Riporto l’ultimo Vivaio di Messori, interessante come sempre: “Ho sempre avuto il sospetto che i cattolici avrebbero qualcosa da imparare da Pannella Giacinto detto Marco e dai suoi radicali.
Aspettate, per favore, prima di scandalizzarvi. In effetti, sono del tutto consapevole che quell’ abruzzese ormai più vicino agli ottanta che ai settanta ( i digiuni, anche se simulati, fanno bene alla salute ) risponde a molte delle caratteristiche di un ” anticristo ” così come è delineato da scrittori credenti alla Benson . L’anticristo, cioè, in doppio petto , dal volto umano , dalle apparenze evangeliche, astuto nel nascondere gli artigli sotto un guanto di pacifismo, di buonismo, di non violenza. Un ” diavolo ” che predica l’amore , che si dice accanto ad ogni sofferente, che si batte per la libertà e per i diritti di tutti. Talvolta ha tentato di coinvolgere anche me , strumentalizzando il ” cattolico ” che sono col coinvolgermi nelle sue infinite iniziative. Naturalmente è stato mandato a quel paese, ma devo avvertire che il torrente di parole delle sue telefonate era talmente suadente , i suoi argomenti tanto apparentemente evangelici che altri , meno scafati, ci sarebbero cascati.

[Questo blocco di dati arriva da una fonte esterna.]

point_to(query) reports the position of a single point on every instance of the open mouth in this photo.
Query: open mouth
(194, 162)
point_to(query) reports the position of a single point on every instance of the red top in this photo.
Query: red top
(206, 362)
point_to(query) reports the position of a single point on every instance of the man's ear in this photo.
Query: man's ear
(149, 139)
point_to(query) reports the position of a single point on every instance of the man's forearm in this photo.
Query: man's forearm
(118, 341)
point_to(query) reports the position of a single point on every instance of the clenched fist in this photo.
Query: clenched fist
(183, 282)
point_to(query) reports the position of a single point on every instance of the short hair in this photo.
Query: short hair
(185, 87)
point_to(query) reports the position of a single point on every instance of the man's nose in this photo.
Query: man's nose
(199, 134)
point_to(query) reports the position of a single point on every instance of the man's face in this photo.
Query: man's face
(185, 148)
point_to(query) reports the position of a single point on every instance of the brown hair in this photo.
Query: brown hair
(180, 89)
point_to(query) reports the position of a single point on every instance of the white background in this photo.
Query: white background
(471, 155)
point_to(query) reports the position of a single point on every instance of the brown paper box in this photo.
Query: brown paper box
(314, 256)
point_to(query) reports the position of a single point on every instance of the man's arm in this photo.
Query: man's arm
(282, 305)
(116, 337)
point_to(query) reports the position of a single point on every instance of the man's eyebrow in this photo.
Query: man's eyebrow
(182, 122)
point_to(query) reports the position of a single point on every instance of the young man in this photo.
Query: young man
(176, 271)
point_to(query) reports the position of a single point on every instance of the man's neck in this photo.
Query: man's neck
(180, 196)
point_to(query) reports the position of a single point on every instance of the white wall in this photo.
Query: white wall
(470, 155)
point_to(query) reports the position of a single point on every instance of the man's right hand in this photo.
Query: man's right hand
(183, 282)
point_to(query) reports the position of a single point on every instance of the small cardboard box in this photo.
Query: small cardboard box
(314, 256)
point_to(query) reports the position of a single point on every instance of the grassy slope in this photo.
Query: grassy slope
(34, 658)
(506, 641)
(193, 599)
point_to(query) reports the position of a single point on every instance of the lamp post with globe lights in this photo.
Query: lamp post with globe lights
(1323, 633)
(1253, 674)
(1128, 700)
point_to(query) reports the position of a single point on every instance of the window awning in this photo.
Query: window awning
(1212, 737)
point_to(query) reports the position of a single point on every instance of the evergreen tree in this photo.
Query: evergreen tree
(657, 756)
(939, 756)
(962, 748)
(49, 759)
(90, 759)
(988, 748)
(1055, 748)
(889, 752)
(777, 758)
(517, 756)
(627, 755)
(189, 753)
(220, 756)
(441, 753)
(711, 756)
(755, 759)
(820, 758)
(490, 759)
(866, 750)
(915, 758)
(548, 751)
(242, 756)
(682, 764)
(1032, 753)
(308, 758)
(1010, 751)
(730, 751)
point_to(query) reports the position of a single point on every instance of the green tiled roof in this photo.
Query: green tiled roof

A differenza di quanto credono quelli che vedono il rosso dappertutto , i radicali non hanno nulla a che fare con i comunisti : questi ultimi, spesso , vengono strumentalizzati anch’essi ma il radicalismo è liberalismo, seppur di sinistra , è individualismo , rappresenta cioè il contrario dell’utopia comunitaria comunista. In questa prospettiva, ogni desiderio deve diventare un diritto, ogni capriccio ha diritto di cittadinanza , ogni legge morale va scardinata perchè oppressiva , ogni verità deve far posto alla infinità delle opinioni, tutte egualmente rispettabili anche se aberranti e asociali.
Storicamente , il radicalismo è stato espressione della piccola, talvolta grande, borghesia, quella che assai spesso si riuniva nelle logge massoniche. Ma , nell’accezione panelliana , non ha neppure più lo schema etico – di derivazione cristiana – che sorreggeva , malgrado tutto, la prospettiva dei ” liberi muratori ” all’antica. Il libertarismo radicale , l’individualismo ossessivo portano, lo si voglia o no, al nichilismo.
Sta di fatto che , scrivendo nel 1982 Scommessa sulla morte , prevedevo ( e non perché fossi profeta ma perchè c’è, nelle cose, una logica ineluttabile ) che dopo divorzio e aborto sarebbe seguita l’eutanasia . E che, ancora una volta, le cose – pur inserite in un trend che coinvolge tutto l’Occidente postcristiano – sarebbero state accelerate dall’attivismo radicale. Ci sono voluti 25 anni ma ecco che ci siamo, ecco che Pannella strumentalizza il caso di un povero invalido, come già aveva strumentalizzato le vittime dell’incidente chimico di Seveso per la legalizzazione dell’aborto o aveva taroccato, per il divorzio, le statistiche dei reati commessi in famiglia . Ma questa ” collana gloriosa con tre gemme “, come la chiamano loro , non è che la più appariscente, visto che ci sono i radicali dietro a tutte le campagne libertarie di questi decenni : alcune , va riconosciuto, anche comprensibili e magari – in qualche caso – addirittura meritorie . E’ avvenuto, ad esempio , per certe vittime del giustizialismo giacobino di una certa magistratura . Ma , in maggioranza , sono state, e sono, campagne permeate da una visione dell’uomo , della società, della storia che poco o nulla hanno a che fare – magari malgrado le apparenze – con la prospettiva cristiana . E cattolica in particolare.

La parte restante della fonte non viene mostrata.